„Ökosozial“- gar nicht so banal!
„Wenn jemand bewusst einen direkten Schaden an meinem Haus anrichtet, sollte er/sie für die Reparaturen zahlen müssen!“ Bei diesem Satz würden vermutlich die meisten Menschen zustimmen. Was wäre aber, wenn der Schaden nicht sofort sichtbar wäre und das Haus 7,88 Milliarden Menschen zu gleichen Teilen gehören würde, auch denjenigen, die den Schaden verursacht haben?

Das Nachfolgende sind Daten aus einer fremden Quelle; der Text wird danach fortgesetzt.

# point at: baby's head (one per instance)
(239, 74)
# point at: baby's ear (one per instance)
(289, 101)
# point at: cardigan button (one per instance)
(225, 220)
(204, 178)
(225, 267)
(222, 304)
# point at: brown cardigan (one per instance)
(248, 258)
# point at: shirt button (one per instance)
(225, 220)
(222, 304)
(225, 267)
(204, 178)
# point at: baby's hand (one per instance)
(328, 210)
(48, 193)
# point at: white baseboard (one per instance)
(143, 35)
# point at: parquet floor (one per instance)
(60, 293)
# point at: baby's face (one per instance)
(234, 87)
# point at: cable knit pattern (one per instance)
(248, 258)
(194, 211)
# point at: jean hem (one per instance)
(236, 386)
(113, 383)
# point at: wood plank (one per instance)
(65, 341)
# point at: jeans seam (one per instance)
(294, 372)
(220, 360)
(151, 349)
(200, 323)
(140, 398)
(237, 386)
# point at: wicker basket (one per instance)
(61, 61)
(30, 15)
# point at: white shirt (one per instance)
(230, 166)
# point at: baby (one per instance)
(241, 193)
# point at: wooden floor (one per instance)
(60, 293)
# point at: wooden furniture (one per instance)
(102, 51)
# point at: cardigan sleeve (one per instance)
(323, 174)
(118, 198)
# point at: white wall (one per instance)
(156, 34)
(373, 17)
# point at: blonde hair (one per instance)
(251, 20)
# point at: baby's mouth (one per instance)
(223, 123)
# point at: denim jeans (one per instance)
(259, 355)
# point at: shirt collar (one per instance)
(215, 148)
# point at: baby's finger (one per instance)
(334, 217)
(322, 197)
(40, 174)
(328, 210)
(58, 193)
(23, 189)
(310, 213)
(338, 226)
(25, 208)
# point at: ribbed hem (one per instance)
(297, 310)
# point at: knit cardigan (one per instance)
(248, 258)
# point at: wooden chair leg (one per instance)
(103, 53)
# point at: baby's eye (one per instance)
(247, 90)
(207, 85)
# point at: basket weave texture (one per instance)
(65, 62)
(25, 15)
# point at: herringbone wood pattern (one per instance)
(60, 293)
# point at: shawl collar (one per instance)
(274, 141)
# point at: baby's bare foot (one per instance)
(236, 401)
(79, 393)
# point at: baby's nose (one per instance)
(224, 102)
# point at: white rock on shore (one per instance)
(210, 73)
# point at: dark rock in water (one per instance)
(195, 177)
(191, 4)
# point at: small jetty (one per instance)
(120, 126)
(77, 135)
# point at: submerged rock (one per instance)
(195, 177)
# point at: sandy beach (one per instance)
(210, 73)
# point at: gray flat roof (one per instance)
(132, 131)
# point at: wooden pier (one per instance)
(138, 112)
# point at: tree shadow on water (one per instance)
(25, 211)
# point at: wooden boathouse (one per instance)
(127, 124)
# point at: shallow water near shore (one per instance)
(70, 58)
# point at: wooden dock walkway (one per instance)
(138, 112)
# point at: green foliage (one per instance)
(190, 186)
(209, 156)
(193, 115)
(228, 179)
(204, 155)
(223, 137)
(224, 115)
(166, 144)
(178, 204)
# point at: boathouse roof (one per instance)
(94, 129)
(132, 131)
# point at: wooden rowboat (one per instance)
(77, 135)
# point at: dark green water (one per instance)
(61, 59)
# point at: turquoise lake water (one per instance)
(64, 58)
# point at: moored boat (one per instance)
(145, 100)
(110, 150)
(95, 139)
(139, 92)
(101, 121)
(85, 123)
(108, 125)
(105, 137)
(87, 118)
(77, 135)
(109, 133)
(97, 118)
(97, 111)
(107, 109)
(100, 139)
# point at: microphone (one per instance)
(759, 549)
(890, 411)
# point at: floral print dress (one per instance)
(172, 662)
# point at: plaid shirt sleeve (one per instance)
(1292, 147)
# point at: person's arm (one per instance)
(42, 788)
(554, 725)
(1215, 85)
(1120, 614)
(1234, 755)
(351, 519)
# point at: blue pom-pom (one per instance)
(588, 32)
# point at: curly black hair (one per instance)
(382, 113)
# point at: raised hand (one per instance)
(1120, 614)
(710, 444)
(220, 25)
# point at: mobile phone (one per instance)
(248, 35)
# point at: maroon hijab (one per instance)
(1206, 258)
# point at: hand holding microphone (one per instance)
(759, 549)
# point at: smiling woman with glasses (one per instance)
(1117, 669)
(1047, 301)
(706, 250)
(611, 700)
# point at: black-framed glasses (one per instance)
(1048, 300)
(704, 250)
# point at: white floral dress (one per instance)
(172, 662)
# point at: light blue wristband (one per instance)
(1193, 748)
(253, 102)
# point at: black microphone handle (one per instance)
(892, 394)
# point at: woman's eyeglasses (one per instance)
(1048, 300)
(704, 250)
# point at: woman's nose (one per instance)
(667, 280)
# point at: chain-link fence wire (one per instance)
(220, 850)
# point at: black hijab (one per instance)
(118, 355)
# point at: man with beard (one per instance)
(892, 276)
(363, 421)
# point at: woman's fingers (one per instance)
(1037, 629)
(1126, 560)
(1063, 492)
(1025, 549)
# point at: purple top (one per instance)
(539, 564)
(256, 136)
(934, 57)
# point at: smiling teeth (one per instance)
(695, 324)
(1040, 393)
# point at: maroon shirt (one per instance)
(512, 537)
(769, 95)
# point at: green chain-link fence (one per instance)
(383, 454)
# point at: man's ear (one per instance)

Genau das ist nämlich der Fall, wenn es um die Gefährdung unseres Planeten durch Treibhausgasemissionen und ein damit einhergehendes Vorantreiben des menschgemachten Klimawandels geht. Bei einem Blick auf die Preise von Produkten, die im Vergleich zu anderen als emissionsintensiver und umweltschädlicher nachgewiesen wurden, sind beispielsweise Flüge (verglichen mit Zugfahrten), Fleisch (verglichen mit pflanzenbasierten Ersatzprodukten) oder Autos mit Verbrennungsmotoren (verglichen mit E-Autos) nicht teurer – im Gegenteil: umweltschädliches Verhalten wird gefördert, beispielsweise durch das Dieselprivileg in Österreich1, Pendlerpauschalen1 oder fehlende Steuern auf Kerosin2. Auch hinsichtlich der produzierenden Firmen, erscheint es sehr profitabel in emissionsreicher Produktion tätig zu sein. Von den 10 vermögendsten Unternehmen der Welt sind 50 Prozent Öl, Gas oder Automobilfirmen.3 Wer zahlt also die Reparatur unseres „Hauses“, wenn es weder die Hersteller_innen noch die Konsument_innen von den „Schaden- verursachenden Gütern“ tun?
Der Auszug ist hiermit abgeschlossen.